Bom, isso não funciona mais – já basta. Como Claus Offe observa, à medida que os governos perderam o controle da política econômica ao obedecer a uma agenda pré-estabelecida (pagamento da dívida, proibição de um déficit superior a 3%, redução dos direitos trabalhistas em nome da competitividade, cortes nos gastos do estado, austeridade…), os cidadãos perderam a confiança na ideia de que havia um controle democrático sobre as políticas do governo. Se o neoliberalismo nasceu de uma “crise do Estado de bem-estar social” diagnosticada por ele mesmo, poderá muito bem morrer de uma “crise do Estado neoliberal”, uma vez que este terminou por produzir o que os seus primeiros teóricos, na década de 1930 (os “ordoliberals» alemães) queriam evitar: o abandono dos trabalhadores pobres, da classe média e dos desempregados que, ao não se ‘encontrarem mais’, se afastarão da democracia liberal e serão tentados por alternativas diversas, sempre abertas – um movimento social de contornos insurgentes, uma forma de anarquismo “antipolítico”, o fascismo (hoje repaginado), o “populismo de direita” ou variações (hoje mais para libertárias) do comunismo.
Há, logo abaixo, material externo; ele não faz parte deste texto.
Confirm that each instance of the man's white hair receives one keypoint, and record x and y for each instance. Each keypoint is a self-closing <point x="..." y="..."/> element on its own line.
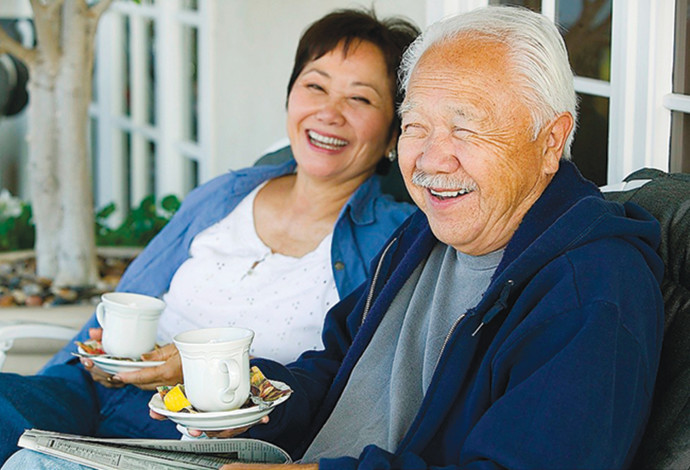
<point x="535" y="49"/>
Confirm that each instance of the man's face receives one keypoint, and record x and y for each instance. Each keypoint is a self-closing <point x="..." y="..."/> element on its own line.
<point x="466" y="149"/>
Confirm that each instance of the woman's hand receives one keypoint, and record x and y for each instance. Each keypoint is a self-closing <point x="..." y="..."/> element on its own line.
<point x="97" y="374"/>
<point x="169" y="373"/>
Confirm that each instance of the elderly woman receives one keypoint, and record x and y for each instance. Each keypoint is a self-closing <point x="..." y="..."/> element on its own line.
<point x="269" y="248"/>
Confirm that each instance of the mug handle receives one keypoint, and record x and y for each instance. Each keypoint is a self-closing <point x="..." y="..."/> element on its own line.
<point x="100" y="314"/>
<point x="233" y="371"/>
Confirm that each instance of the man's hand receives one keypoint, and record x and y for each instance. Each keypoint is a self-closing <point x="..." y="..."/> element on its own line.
<point x="169" y="373"/>
<point x="267" y="466"/>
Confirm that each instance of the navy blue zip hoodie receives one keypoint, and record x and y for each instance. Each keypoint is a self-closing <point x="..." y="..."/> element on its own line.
<point x="554" y="368"/>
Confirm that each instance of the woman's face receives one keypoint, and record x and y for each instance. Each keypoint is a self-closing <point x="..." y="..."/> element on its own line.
<point x="339" y="114"/>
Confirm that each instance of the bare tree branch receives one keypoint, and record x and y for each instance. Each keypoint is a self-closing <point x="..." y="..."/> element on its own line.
<point x="54" y="6"/>
<point x="97" y="9"/>
<point x="11" y="46"/>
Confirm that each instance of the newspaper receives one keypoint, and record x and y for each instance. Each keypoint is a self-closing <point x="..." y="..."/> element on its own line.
<point x="151" y="454"/>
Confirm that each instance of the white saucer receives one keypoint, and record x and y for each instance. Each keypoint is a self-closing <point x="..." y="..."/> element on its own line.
<point x="217" y="420"/>
<point x="113" y="366"/>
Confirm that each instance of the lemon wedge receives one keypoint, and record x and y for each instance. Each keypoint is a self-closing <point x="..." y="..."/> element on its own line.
<point x="175" y="400"/>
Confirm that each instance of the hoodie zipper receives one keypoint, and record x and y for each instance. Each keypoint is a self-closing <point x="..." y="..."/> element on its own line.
<point x="370" y="296"/>
<point x="500" y="305"/>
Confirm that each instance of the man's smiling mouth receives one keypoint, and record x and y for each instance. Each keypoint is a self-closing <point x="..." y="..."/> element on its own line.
<point x="443" y="186"/>
<point x="446" y="194"/>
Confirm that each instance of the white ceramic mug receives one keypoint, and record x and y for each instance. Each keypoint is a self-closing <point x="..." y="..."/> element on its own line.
<point x="129" y="322"/>
<point x="215" y="366"/>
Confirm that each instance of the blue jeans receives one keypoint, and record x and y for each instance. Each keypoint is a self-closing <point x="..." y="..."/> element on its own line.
<point x="65" y="399"/>
<point x="28" y="459"/>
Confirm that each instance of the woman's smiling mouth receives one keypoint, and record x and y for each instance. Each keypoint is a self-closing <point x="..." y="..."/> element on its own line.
<point x="325" y="142"/>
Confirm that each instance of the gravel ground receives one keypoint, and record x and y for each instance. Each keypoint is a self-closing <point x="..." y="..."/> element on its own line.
<point x="19" y="285"/>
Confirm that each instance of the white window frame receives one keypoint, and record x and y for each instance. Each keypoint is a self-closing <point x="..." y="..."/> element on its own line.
<point x="172" y="152"/>
<point x="640" y="90"/>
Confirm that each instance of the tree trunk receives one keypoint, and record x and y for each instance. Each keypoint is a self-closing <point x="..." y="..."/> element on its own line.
<point x="60" y="182"/>
<point x="43" y="182"/>
<point x="60" y="71"/>
<point x="77" y="251"/>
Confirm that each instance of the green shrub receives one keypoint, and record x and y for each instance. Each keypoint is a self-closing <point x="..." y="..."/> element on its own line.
<point x="16" y="227"/>
<point x="139" y="226"/>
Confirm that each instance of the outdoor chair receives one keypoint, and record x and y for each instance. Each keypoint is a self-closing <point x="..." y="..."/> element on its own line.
<point x="666" y="442"/>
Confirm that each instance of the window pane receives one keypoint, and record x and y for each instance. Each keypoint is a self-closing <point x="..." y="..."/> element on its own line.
<point x="534" y="5"/>
<point x="680" y="122"/>
<point x="591" y="138"/>
<point x="151" y="163"/>
<point x="151" y="93"/>
<point x="93" y="151"/>
<point x="191" y="174"/>
<point x="190" y="83"/>
<point x="681" y="60"/>
<point x="680" y="142"/>
<point x="126" y="96"/>
<point x="587" y="33"/>
<point x="190" y="4"/>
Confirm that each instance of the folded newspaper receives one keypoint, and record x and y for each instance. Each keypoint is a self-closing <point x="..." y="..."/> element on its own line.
<point x="151" y="454"/>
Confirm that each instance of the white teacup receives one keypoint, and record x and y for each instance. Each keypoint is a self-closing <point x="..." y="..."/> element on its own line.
<point x="215" y="366"/>
<point x="129" y="322"/>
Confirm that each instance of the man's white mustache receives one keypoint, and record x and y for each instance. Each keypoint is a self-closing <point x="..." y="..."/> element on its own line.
<point x="425" y="180"/>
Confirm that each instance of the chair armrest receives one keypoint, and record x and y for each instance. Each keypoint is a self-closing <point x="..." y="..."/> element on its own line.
<point x="11" y="330"/>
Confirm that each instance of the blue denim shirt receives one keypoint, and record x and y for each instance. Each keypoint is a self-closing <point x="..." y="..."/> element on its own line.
<point x="364" y="224"/>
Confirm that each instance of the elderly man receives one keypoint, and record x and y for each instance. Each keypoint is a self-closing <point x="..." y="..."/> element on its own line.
<point x="516" y="321"/>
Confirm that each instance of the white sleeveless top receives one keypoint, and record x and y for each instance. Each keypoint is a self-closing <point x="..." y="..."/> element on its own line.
<point x="233" y="279"/>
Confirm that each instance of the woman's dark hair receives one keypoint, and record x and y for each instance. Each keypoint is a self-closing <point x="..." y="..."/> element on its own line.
<point x="347" y="26"/>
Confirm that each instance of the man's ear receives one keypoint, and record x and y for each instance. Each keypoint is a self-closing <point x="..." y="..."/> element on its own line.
<point x="556" y="135"/>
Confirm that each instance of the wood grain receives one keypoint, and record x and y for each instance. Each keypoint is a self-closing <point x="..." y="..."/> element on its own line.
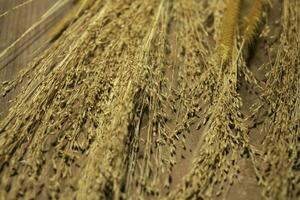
<point x="12" y="26"/>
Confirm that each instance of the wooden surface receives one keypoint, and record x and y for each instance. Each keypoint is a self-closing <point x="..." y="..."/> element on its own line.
<point x="12" y="26"/>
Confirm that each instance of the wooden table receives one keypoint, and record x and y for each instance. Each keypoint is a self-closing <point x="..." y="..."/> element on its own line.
<point x="14" y="23"/>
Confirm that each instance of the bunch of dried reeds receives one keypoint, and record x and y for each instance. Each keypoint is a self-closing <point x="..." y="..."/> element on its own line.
<point x="106" y="110"/>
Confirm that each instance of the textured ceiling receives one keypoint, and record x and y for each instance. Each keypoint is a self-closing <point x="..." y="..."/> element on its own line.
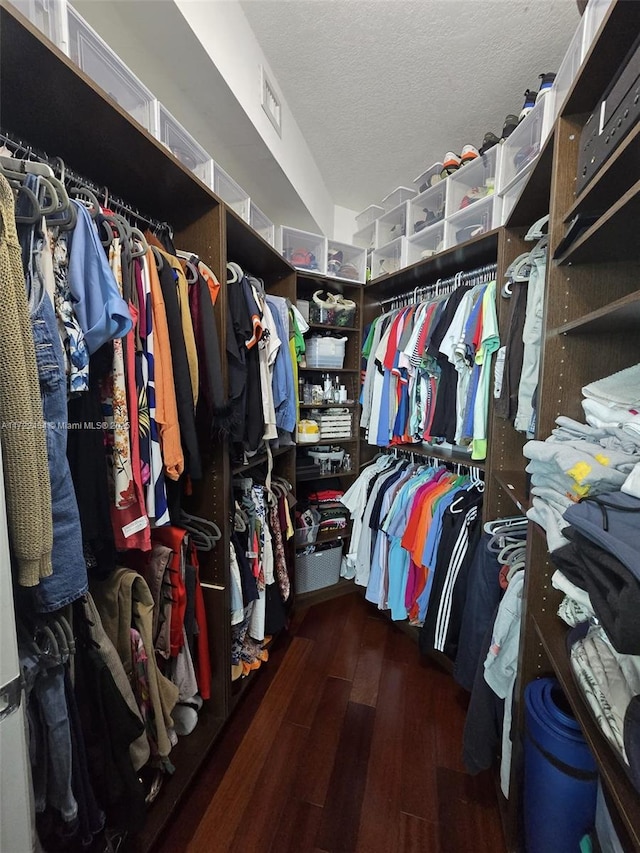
<point x="383" y="88"/>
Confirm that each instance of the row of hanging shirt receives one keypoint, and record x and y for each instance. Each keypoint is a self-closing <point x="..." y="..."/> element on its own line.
<point x="414" y="532"/>
<point x="428" y="366"/>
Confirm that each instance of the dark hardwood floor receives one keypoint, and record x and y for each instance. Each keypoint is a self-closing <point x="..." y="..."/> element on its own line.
<point x="346" y="742"/>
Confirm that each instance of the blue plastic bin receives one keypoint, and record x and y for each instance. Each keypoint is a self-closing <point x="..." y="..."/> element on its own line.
<point x="560" y="778"/>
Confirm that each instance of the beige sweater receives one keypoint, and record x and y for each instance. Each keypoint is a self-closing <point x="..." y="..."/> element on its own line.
<point x="24" y="450"/>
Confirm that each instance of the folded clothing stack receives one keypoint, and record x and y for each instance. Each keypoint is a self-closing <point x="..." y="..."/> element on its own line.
<point x="580" y="460"/>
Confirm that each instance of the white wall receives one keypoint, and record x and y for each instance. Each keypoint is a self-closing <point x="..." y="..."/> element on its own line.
<point x="233" y="47"/>
<point x="344" y="223"/>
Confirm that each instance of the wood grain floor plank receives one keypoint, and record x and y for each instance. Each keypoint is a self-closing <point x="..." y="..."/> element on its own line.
<point x="297" y="830"/>
<point x="341" y="813"/>
<point x="348" y="644"/>
<point x="314" y="773"/>
<point x="235" y="791"/>
<point x="366" y="678"/>
<point x="419" y="836"/>
<point x="273" y="789"/>
<point x="468" y="812"/>
<point x="418" y="792"/>
<point x="380" y="818"/>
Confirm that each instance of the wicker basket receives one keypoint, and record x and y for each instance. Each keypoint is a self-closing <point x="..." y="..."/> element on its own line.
<point x="317" y="570"/>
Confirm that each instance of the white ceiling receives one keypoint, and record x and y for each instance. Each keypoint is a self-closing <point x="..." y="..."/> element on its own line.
<point x="383" y="88"/>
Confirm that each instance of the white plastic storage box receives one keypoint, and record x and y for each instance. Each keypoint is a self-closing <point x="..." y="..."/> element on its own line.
<point x="474" y="182"/>
<point x="389" y="258"/>
<point x="183" y="146"/>
<point x="104" y="67"/>
<point x="396" y="197"/>
<point x="50" y="17"/>
<point x="335" y="424"/>
<point x="369" y="215"/>
<point x="425" y="244"/>
<point x="569" y="67"/>
<point x="392" y="224"/>
<point x="593" y="16"/>
<point x="427" y="208"/>
<point x="523" y="146"/>
<point x="230" y="192"/>
<point x="318" y="569"/>
<point x="303" y="250"/>
<point x="507" y="200"/>
<point x="326" y="353"/>
<point x="346" y="262"/>
<point x="261" y="224"/>
<point x="365" y="237"/>
<point x="469" y="223"/>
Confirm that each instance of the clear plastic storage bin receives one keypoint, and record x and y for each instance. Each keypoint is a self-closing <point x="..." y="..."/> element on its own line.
<point x="569" y="66"/>
<point x="261" y="224"/>
<point x="325" y="352"/>
<point x="346" y="262"/>
<point x="103" y="66"/>
<point x="522" y="147"/>
<point x="389" y="258"/>
<point x="50" y="17"/>
<point x="474" y="182"/>
<point x="318" y="569"/>
<point x="365" y="237"/>
<point x="230" y="192"/>
<point x="396" y="197"/>
<point x="369" y="215"/>
<point x="304" y="250"/>
<point x="425" y="244"/>
<point x="392" y="225"/>
<point x="183" y="146"/>
<point x="507" y="200"/>
<point x="427" y="208"/>
<point x="469" y="223"/>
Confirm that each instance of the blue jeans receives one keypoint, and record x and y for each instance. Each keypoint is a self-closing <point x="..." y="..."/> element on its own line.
<point x="69" y="579"/>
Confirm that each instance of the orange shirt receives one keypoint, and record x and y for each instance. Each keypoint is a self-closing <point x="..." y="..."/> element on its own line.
<point x="166" y="408"/>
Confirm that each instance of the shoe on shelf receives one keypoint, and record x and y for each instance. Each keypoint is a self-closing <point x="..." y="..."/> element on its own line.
<point x="450" y="164"/>
<point x="529" y="103"/>
<point x="546" y="83"/>
<point x="510" y="124"/>
<point x="490" y="139"/>
<point x="468" y="153"/>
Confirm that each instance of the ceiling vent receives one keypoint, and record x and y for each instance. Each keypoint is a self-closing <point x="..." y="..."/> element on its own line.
<point x="271" y="102"/>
Atravessado por correntes contrárias, esse movimento sem líder tem inconvenientes que também são suas vantagens: uma dispersão das demandas, a incerteza sobre o horizonte político, e por vezes um ódio preocupante da representação e dos representantes. Mas os coletes amarelos também traçam outros caminhos, estes promissores: uma demanda por democracia social, a reapropriação do poder pelo povo na forma de democracia mais direta – assembleia cidadã (no lugar do Senado), referendo de iniciativa popular –, uma inversão da política econômica e social em favor dos pobres e da classe média. A tímida resposta ensaiada pelo chefe de Estado às exigências mais pontuais deixa totalmente em aberto o projeto de refundação democrática e de instauração de um sistema econômico mais justo.